Subject characteristics

Characteristics of children and their mothers are shown in Table 1. Compared with children included in the analysis, those not included had mothers who had more psychiatric symptoms during pregnancy (Table S1). The number of children eligible for inclusion during follow‐up was 1190 children at ages 6 weeks to 4 years, 1166 children at age 5 years, and 1109 at age 10 years. Physician‐diagnosed eczema ranged from 13.4% at age 6 months to 6.0% at age 10 years (Table S1).

TABLE 1

Characteristics of children and their mothers (n = 996)

	All (n = 996)	Never eczema (n = 768)	Ever eczema (n = 228)
Maternal characteristics
Pet keeping, yes % (n)	43.1 (429)	42.4 (326)	44.3 (101)
Pyschiatric symptoms, median (IQR)	0.12 (0.06, 0.23)	0.10 (0.06, 0.21)	0.13 (0.04, 0.25)
Mode of delivery % (n)
Vaginal	85.1 (848)	86.4(664)	80.9 (184)
Primary caesarian section	6.6 (66)	6.0 (46)	8.3 (19)
Secondary caesarian section	8.2 (82)	7.6 (58)	10.9 (25)
Children characteristics
Daycare attendance, yes % (n)	68.5 (682)	68.8 (525)	67.1 (153)
Antibiotic use, yes % (n)	35.7 (356)	34.7 (266)	38.6 (88)
S. aureus carriage, yes % (n/total n) a
Age 6 weeks	52.7 (302/573)	51.9 (232)	55.6 (70)
Age 6 months	20.9 (150/718)	18.2 (101)	30.2 (49)
Age 1 year	14.5 (98/676)	14.9 (78)	13.0 (20)
Age 2 years	13.4 (79/590)	12.1 (54)	17.4 (25)
Age 3 years	14.7 (89/604)	13.5 (62)	18.5 (27)
Age 6 years	28.0 (238/850)	26.3 (173)	34.0 (65)
Nasopharyngeal carriage with any bacteria, yes % (n/total n) a
Age 6 weeks	22.9 (131/573)	21.9 (98)	26.2 (33)
Age 6 months	61.1 (438/717)	60.8 (338)	62.1 (100)
Age 1 year	67.0 (453/676)	67.4 (352)	65.6 (101)
Age 2 years	63.6 (375/590)	63.5 (283)	63.9 (92)
Age 3 years	50.0 (302/604)	50.0 (229)	50.0 (73)
Age 6 years	36.9 (314/850)	36.6 (241)	38.2 (73)
Eczema phenotypes, % (n)*
Never eczema	77.1 (768)	100.0 (768)	0.0 (0)
Early transient eczema	7.5 (75)	0.0 (0)	32.9 (75)
Mid‐transient eczema	6.7 (67)	0.0 (0)	29.4 (67)
Late transient eczema	7.1 (71)	0.0 (0)	31.1 (71)
Persistent eczema	1.5 (15)	0.0 (0)	6.6 (15)

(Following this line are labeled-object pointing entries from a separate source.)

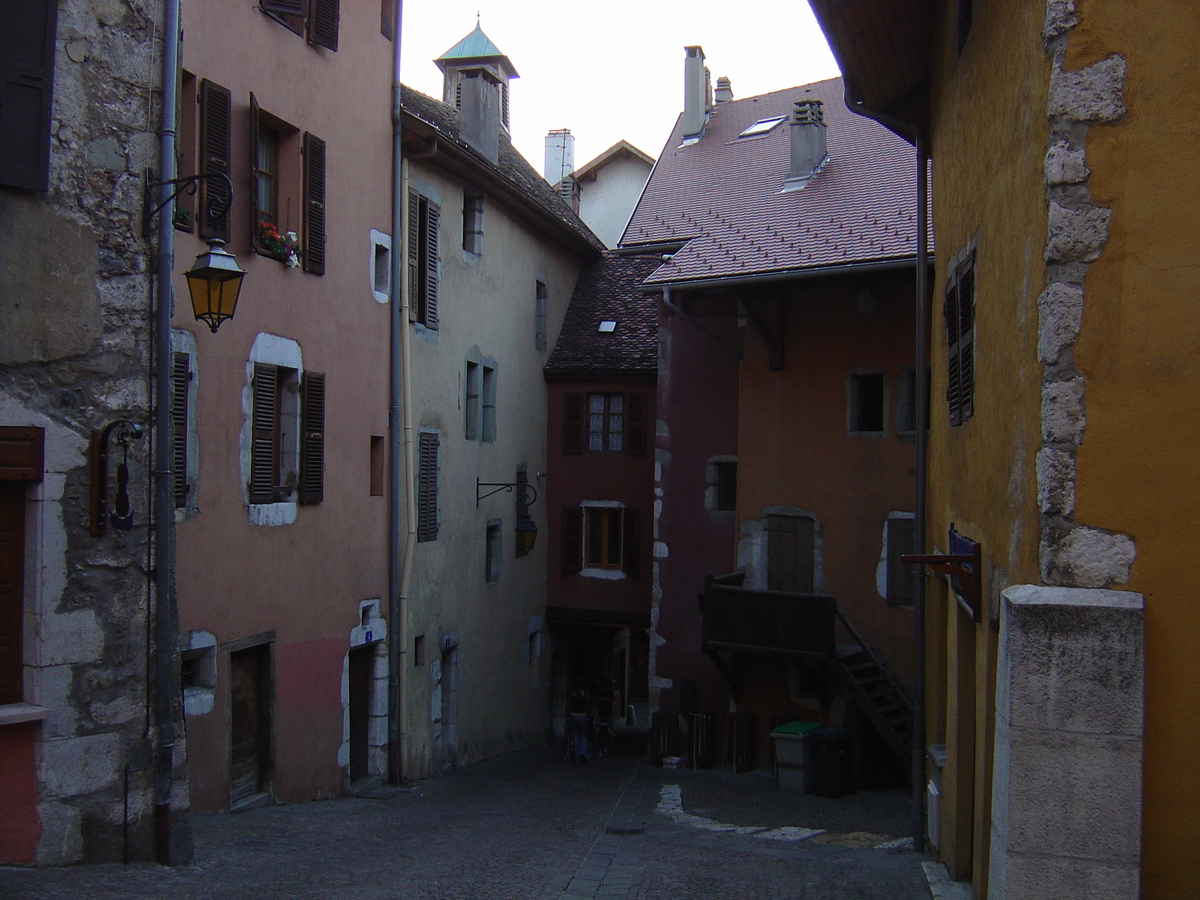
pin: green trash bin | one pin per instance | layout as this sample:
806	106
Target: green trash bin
793	757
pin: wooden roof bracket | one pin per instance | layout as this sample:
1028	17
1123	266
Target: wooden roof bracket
963	568
774	342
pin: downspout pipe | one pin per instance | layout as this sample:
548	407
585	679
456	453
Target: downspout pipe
919	510
163	514
400	438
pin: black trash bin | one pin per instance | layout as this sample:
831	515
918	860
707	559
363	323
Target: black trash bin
833	761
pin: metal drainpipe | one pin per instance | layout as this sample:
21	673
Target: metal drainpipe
922	455
400	443
163	515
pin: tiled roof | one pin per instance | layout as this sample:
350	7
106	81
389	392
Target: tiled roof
610	289
513	172
721	195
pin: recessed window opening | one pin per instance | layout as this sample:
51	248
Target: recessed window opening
867	401
762	126
606	421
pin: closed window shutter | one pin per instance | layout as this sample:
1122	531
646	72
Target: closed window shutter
313	204
427	487
180	382
323	17
573	539
256	201
635	425
312	444
630	543
573	424
27	88
414	255
12	552
900	574
432	217
264	429
216	130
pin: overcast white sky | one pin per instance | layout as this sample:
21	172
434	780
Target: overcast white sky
613	70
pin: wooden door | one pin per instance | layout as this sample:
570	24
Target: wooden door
12	576
790	553
250	723
361	664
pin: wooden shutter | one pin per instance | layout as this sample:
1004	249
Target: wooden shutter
635	425
900	574
12	556
264	429
630	543
427	487
216	130
180	383
312	437
256	202
573	424
414	244
27	89
323	17
313	204
432	217
790	558
573	539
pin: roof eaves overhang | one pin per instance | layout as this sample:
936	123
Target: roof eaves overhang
466	163
885	52
823	271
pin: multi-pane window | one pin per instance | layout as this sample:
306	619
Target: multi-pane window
495	551
267	167
959	313
479	403
317	18
287	454
606	423
539	317
473	222
600	537
424	219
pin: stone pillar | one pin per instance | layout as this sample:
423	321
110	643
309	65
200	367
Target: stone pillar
1067	778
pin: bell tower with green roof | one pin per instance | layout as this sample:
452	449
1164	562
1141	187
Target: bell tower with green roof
473	53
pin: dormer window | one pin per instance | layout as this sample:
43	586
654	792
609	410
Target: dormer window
762	126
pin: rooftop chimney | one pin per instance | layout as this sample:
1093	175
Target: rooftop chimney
559	155
479	114
695	93
808	143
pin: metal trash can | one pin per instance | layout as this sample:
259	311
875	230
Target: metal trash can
793	755
664	736
741	749
703	739
833	761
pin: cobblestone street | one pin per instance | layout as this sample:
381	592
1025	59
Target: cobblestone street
533	826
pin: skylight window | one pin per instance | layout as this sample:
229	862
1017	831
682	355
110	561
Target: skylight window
762	126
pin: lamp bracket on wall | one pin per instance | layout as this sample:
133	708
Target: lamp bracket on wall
120	516
963	567
217	205
504	486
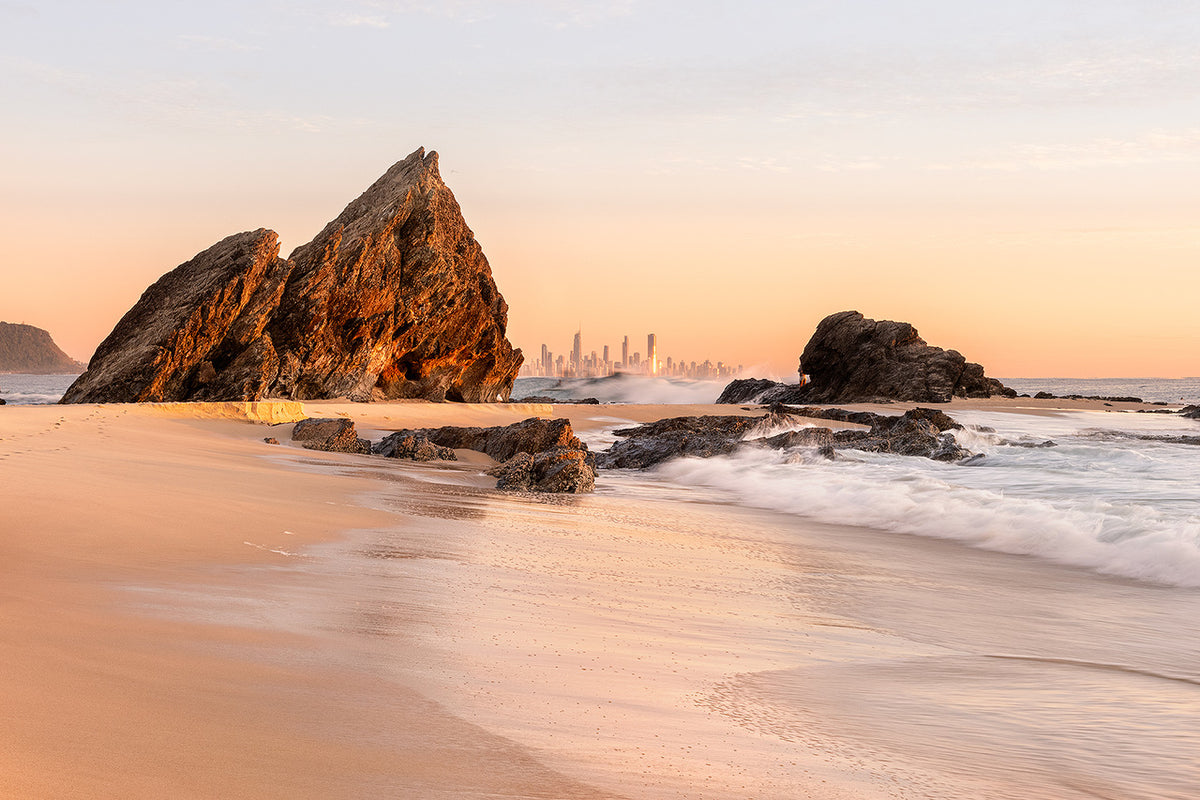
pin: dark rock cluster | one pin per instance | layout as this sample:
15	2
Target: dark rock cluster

Values are means (SD), valid percentages (absolute numbers) or medians (95% range) based on imputed data.

Nasal carriage of S. aureus and nasopharyngeal carriage with any bacteria (H. influenzae, M. catarrhalis or S. pneumoniae) were not imputed and were missing (%) for the following ages: 43% at 6 weeks, 28% at 6 months, 32% at 1 year, 41% at 2 years, 39% at 3 years and 15% at 6 years. Eczema phenotypes had no missing values.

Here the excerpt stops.